そもそも手書き時代の文書はケの大小が判別しにくい。ケに限らずひらがな、カタカナは漢字より小さく書く傾向があるため、伝統的な明朝体、ゴシック体でも字体は小さめで「ケ・ヶ」の見分けはつきにくかった。それが近年になって「ゴナ」「ナール」といったスペースいっぱいに広がったフォントが目立つようになり、それで大小の差が少しばかり顕在化したのかもしれない。
町名にカタカナの「ガ」を使う町もある
自治体によっては町名にカタカナの「ガ」を用いる例もあり、神奈川県鎌倉市の町名では由比ガ浜、稲村ガ崎、七里ガ浜と表記するのが正式で、江ノ島電鉄の由比ヶ浜駅、稲村ヶ崎駅、七里ヶ浜駅とは異なっている。市が管理する施設なども同様で、由比ヶ浜(自然地名)に面した「由比ガ浜海水浴場」や「鎌倉海浜公園由比ガ浜地区」といった具合だ。

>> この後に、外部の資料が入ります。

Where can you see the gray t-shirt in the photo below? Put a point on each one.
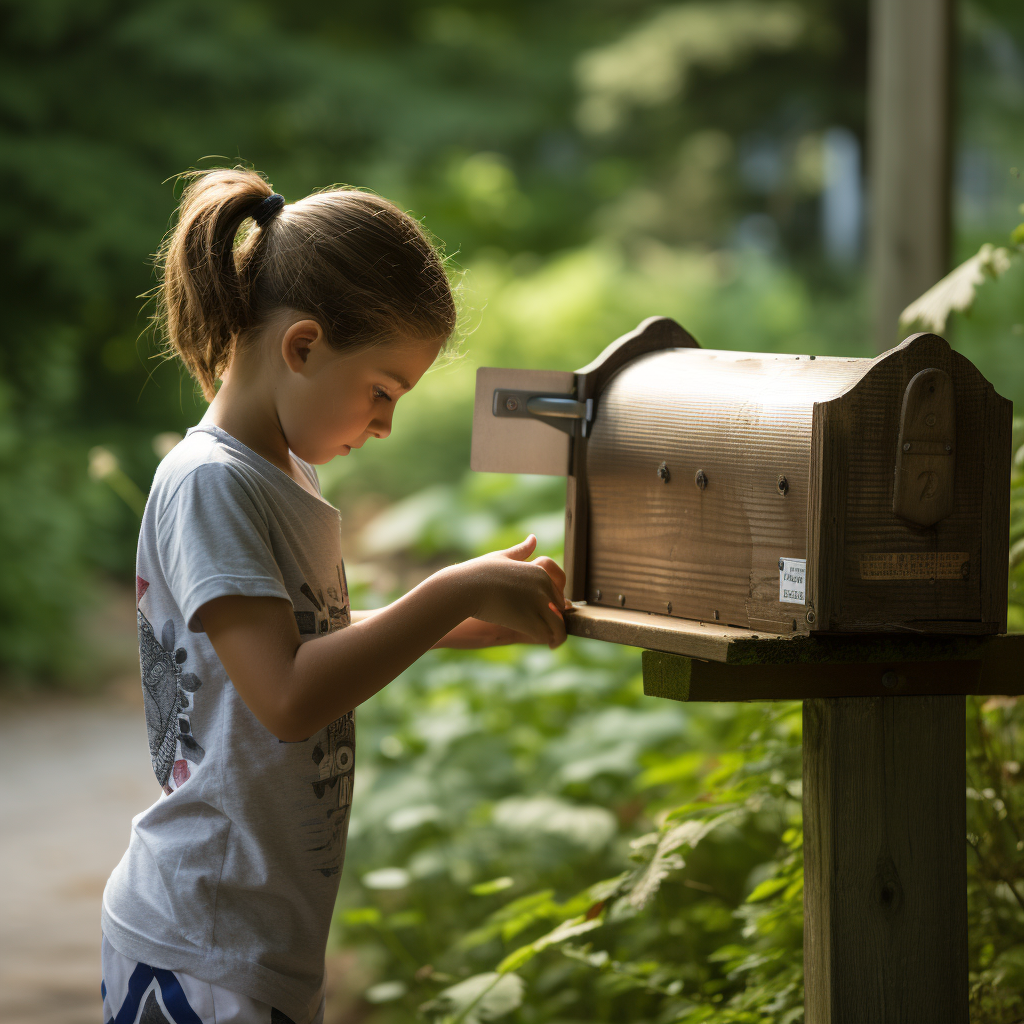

関西では兵庫県宝塚市が「ガ」で統一しており、泉ガ丘、桜ガ丘、長寿ガ丘など数多く、すみれガ丘、花屋敷つつじガ丘などひらがなとガの混在も見られる。「ふじガ丘」の表記などにはだいぶ違和感もあるが、慣れるものだろうか。鎌倉市と宝塚市の「ガ」の大半は昭和40年代の住居表示の実施を機に誕生した。